We're just talking about one Jewish state, just one, right?
It's the size of New Jersey.
And my argument is there ought to be room in this world for one Jewish state on the land.
As to which the Jewish people have the greatest historical entitlement in any people anywhere in the world.
If Israel's going to absorb this territory, you run the risk that Palestinians are going to elect a non-Jewish regime for the one Jewish state.
So we have to find a way to thread this needle.
And I believe it's threadable.
There's no government in the world.
That hasn't created some negotiated regime around the goals that the government sought to achieve.
So, for example, when America was formed, there was a concern about just having a House of Representatives, which is the most populist body of our branches of government, because it's picked directly by people in every single congressional district.
So they created a Senate.
What does a Senate mean?
The Senate means that If I live in Montana, where I am one one-thousandth of the population of the United States, I still get to pick one-fiftieth of the United States Senate.
Is that a democracy?
These are the various interests that came together to create our country.
It's not a pure democracy.
So we can come up with ten different ways to thread this needle.
What we can't do is create a governance mechanism that jeopardizes The one Jewish state.
Short of that, you know, the Palestinians would have autonomy on civilian matters.
I think that would, frankly, give people a lot of pride as to how the Palestinians were able to run their lives.
I think you're suggesting they wouldn't have voting rights.
Is that right?
Not on a national level.
Arabs in Israel have that right.
Citizens of Israel have that right.
I had one example.
I pointed out the fact that, you know, in America and Puerto Rico, you know, they also don't vote.
This isn't necessarily such a new idea, right?
I mean, Caroline wrote a book about it.
There's people that are advocating for it.
But it's just something that you don't hear very much about on this side of the pond, so to speak.
Right.
So why is that?
Well, a couple of reasons.
First of all, there's only so much appetite people have to really deal with a problem that's been around forever.
For everybody's collective memory, it's always been a problem.
I think, you know, people might productively spend their time elsewhere.
The other thing is the two-state solution has, you know, become, if you will, the, you know, certainly it's the mother's milk of the Democratic Party and probably other than Trump, the, you know, the mother's milk of the Republican Party.

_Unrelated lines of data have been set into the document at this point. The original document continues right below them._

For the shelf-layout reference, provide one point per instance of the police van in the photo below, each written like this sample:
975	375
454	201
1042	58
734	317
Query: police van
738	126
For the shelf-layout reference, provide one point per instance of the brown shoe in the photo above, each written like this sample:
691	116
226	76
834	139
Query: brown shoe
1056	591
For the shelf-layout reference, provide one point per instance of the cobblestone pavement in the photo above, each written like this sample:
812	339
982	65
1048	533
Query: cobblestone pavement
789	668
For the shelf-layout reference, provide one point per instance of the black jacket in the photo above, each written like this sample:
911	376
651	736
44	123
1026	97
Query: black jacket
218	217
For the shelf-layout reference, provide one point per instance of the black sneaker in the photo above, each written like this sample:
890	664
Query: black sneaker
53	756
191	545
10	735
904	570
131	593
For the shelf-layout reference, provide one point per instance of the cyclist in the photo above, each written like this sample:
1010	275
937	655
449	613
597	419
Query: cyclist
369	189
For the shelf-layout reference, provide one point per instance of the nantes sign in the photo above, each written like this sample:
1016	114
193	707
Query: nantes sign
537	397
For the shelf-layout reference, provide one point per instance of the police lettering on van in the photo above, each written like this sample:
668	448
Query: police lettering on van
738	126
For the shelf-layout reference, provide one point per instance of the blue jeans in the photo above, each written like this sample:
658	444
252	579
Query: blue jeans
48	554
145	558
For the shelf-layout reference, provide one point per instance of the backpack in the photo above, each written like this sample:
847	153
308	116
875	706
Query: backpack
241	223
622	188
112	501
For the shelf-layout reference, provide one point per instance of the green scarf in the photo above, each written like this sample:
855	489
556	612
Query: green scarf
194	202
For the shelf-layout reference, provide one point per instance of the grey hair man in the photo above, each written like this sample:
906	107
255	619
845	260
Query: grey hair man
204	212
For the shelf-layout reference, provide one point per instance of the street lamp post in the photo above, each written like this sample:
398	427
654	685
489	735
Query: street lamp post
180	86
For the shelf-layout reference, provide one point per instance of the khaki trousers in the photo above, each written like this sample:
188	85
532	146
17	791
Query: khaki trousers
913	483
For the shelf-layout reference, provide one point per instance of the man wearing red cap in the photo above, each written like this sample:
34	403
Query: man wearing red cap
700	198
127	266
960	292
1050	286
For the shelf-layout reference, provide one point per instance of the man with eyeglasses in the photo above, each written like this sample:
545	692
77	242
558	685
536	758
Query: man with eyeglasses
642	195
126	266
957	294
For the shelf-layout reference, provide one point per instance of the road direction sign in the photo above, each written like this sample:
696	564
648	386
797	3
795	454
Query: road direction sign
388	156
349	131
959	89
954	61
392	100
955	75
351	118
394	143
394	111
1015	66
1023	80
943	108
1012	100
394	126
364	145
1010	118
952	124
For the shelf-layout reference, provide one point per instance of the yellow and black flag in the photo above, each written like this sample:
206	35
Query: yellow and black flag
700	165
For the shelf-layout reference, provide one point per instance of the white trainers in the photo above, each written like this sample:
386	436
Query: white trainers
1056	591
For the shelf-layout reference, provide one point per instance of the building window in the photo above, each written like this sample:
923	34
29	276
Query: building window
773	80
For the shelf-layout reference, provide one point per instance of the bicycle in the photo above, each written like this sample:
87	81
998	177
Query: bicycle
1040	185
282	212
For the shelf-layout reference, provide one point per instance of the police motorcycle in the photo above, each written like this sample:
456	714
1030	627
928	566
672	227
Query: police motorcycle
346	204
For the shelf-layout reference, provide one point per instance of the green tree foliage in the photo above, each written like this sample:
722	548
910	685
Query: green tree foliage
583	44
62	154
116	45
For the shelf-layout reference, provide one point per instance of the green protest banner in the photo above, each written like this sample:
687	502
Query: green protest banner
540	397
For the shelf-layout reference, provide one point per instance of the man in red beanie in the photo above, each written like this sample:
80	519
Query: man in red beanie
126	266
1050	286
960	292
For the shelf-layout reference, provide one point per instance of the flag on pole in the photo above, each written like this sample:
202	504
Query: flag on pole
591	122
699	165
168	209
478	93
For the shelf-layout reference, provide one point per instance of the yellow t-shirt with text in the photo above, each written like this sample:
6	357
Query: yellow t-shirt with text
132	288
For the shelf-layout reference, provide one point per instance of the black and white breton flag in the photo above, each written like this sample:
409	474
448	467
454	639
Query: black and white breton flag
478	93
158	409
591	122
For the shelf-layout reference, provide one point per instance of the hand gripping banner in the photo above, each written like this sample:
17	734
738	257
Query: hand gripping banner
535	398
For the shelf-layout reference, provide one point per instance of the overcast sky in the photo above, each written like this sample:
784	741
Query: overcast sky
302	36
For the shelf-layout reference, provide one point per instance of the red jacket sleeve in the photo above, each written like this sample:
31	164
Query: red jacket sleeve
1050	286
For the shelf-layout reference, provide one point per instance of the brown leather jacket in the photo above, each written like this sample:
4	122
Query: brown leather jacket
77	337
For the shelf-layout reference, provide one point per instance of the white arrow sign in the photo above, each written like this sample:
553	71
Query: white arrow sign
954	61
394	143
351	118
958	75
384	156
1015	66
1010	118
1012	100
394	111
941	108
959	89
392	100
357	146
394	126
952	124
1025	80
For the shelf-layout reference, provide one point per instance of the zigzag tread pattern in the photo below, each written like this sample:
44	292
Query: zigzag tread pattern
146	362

I mean, this is, somehow people kind of got this idea back from the early 90s that this was the idea.
You know, you put the Jews over here, you put the Palestinians over there, they live, you know, equal measures of whatever you think is important of, you know, autonomy and dignity and they live side by side and we'd have peace and, you know, Kumbaya.
It's just a fantasy.
I mean, it's the lazy man's approach to the Middle East, because, you know, you just say, yeah, why don't we just split, you know, they're having a dispute on land, they're split it up, draw a line, split it up, everybody gets what they get.

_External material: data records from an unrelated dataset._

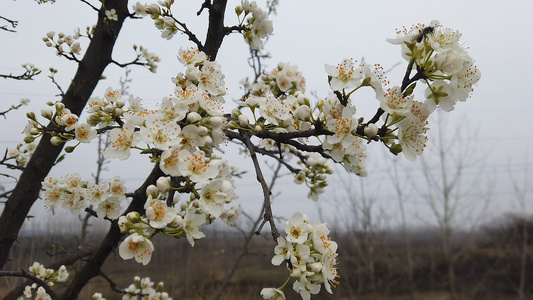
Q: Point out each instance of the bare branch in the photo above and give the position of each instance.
(268, 216)
(12, 22)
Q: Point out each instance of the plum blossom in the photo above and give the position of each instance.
(111, 14)
(191, 224)
(297, 228)
(215, 194)
(137, 246)
(122, 139)
(345, 75)
(158, 213)
(84, 133)
(272, 294)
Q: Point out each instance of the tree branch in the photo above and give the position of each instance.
(268, 216)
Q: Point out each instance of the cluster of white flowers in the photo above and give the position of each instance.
(258, 26)
(177, 219)
(314, 175)
(74, 194)
(310, 255)
(49, 276)
(145, 287)
(182, 134)
(451, 73)
(111, 14)
(162, 16)
(57, 42)
(285, 78)
(22, 153)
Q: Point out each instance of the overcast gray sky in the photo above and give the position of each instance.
(307, 34)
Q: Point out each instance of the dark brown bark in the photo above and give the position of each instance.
(89, 72)
(92, 266)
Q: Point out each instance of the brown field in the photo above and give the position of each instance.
(371, 268)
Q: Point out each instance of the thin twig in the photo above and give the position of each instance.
(266, 190)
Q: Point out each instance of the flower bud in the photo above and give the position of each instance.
(194, 117)
(31, 115)
(120, 103)
(192, 73)
(29, 139)
(396, 149)
(47, 113)
(315, 267)
(93, 119)
(215, 122)
(55, 141)
(202, 130)
(303, 112)
(163, 184)
(117, 112)
(69, 149)
(243, 121)
(124, 224)
(239, 10)
(59, 106)
(299, 178)
(109, 108)
(177, 222)
(371, 130)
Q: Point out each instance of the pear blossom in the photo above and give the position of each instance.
(137, 246)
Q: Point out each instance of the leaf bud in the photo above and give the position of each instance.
(31, 115)
(59, 106)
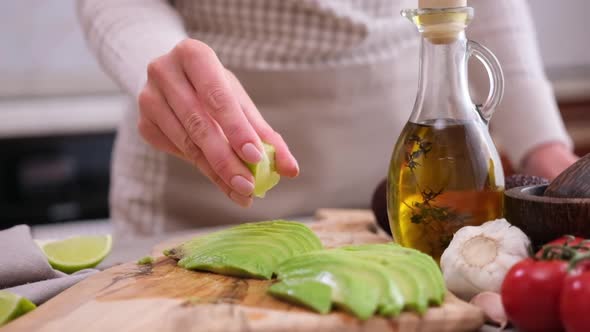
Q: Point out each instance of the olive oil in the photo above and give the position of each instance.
(444, 174)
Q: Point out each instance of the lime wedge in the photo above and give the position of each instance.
(13, 306)
(77, 253)
(265, 172)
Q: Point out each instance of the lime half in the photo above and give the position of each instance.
(13, 306)
(77, 253)
(265, 172)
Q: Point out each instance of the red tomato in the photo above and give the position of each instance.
(531, 293)
(575, 302)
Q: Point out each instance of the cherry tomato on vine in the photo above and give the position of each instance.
(578, 243)
(575, 303)
(531, 294)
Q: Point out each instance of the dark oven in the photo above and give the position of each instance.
(55, 178)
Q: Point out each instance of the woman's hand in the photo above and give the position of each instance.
(548, 160)
(195, 109)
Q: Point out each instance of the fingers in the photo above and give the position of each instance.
(207, 75)
(198, 127)
(286, 163)
(171, 137)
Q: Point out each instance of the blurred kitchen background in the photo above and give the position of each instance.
(59, 112)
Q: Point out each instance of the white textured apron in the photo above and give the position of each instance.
(340, 113)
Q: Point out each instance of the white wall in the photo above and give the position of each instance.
(563, 28)
(42, 51)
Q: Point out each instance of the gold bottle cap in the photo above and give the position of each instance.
(441, 3)
(441, 21)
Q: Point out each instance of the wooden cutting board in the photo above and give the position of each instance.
(164, 297)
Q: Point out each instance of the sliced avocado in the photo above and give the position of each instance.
(308, 293)
(421, 264)
(265, 172)
(358, 286)
(414, 295)
(404, 278)
(248, 250)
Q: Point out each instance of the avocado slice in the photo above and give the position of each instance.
(265, 172)
(357, 292)
(358, 286)
(403, 278)
(422, 266)
(304, 292)
(251, 250)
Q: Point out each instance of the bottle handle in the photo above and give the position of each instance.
(492, 67)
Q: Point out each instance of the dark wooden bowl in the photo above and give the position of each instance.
(545, 218)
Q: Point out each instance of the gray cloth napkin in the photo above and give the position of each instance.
(24, 269)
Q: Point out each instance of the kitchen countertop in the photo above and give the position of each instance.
(133, 249)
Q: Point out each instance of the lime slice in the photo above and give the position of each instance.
(265, 172)
(13, 306)
(77, 253)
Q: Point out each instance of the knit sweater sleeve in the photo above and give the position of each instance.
(125, 35)
(528, 115)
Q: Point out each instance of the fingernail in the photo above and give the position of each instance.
(296, 166)
(241, 185)
(251, 153)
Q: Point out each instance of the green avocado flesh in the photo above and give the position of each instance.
(363, 280)
(265, 172)
(251, 250)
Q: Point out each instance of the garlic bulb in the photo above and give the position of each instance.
(478, 257)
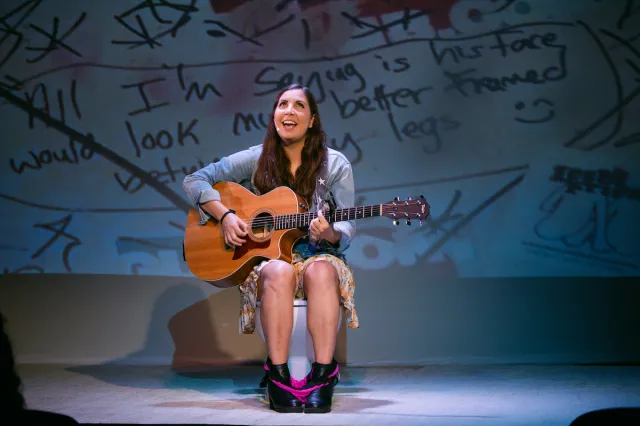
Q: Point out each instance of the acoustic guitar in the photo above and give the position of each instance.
(276, 220)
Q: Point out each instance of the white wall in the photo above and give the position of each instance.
(517, 123)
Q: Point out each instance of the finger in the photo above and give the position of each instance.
(237, 240)
(321, 218)
(240, 230)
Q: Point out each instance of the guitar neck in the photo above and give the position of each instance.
(298, 220)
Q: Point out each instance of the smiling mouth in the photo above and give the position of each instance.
(541, 120)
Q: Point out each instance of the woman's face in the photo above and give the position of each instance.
(292, 116)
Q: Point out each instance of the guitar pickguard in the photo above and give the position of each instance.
(248, 246)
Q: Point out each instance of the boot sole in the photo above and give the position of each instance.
(317, 410)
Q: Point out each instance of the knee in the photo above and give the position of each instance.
(321, 274)
(277, 276)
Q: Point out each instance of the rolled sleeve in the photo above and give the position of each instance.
(344, 194)
(198, 185)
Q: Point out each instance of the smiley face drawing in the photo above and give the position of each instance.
(550, 113)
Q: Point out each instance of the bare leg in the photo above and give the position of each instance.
(275, 290)
(321, 288)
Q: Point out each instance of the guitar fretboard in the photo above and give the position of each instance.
(298, 220)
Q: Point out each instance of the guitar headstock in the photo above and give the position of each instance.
(413, 208)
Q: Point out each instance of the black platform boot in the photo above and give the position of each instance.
(279, 391)
(322, 379)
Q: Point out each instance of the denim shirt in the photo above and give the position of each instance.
(240, 168)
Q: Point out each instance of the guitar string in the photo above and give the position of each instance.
(280, 219)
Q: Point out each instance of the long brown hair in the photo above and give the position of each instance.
(274, 167)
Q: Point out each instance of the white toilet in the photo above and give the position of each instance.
(301, 353)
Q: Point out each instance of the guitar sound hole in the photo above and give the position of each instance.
(262, 225)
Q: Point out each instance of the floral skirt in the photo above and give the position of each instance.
(249, 289)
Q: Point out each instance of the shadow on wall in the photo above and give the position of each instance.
(190, 337)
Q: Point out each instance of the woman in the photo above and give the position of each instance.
(293, 154)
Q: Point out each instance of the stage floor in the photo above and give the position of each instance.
(434, 395)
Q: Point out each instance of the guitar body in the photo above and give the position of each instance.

And then, you know, it's just, it's not what the conflict is about.
Palestinians, you know, do not want...
To live peacefully in a state, side-by-side Israel.

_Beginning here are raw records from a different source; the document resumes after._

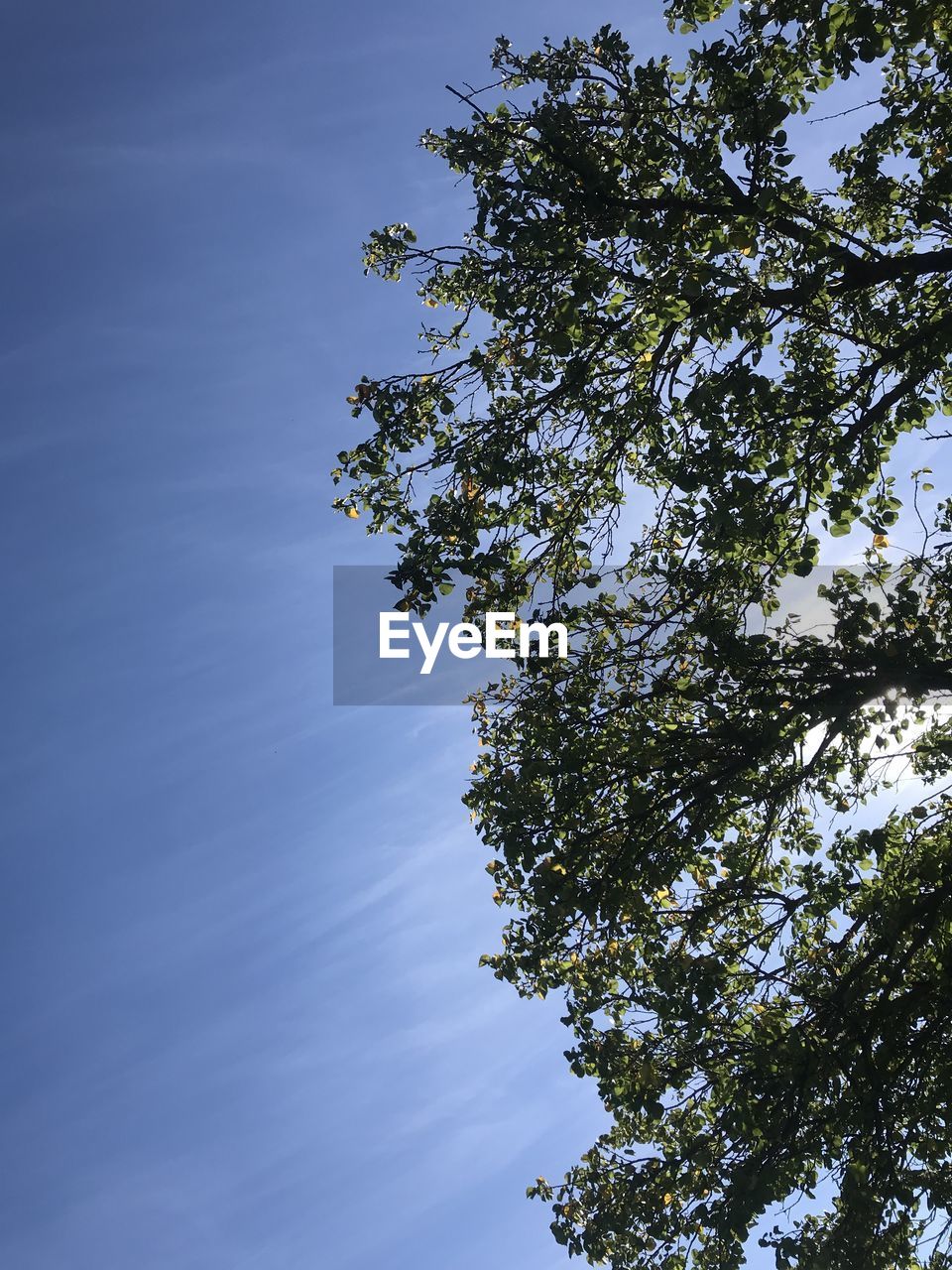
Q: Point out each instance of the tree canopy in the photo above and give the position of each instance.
(655, 308)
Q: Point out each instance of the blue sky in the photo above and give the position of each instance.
(244, 1020)
(245, 1028)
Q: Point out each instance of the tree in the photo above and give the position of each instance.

The Palestinian movement from the day it was created is a movement to destroy the state of Israel.
It's not a two-state solution.
It's really their one-state solution.
When you hear everybody yelling on college campuses, from the river to the sea, Palestine will be free.
That is the Palestinian goal.
From the Jordan River to the sea, which means extinguish the state of Israel, replace it with Palestine.
I think that people don't want to confront that unpleasant reality, because once you confront it...
And you've got to deal with it.
Well, you know, it makes it much harder, right?
You lose your convenient, you know, split-the-baby argument.
Nobody has managed to construct a two-state solution that won't be an existential threat to the state of Israel.
Well, Ambassador David Friedman, it's such a pleasure to have had you on the show.
It's been a great conversation.
Thank you, Jan.
Thank you all for joining Ambassador David Friedman and me on this episode of American Thought Leaders.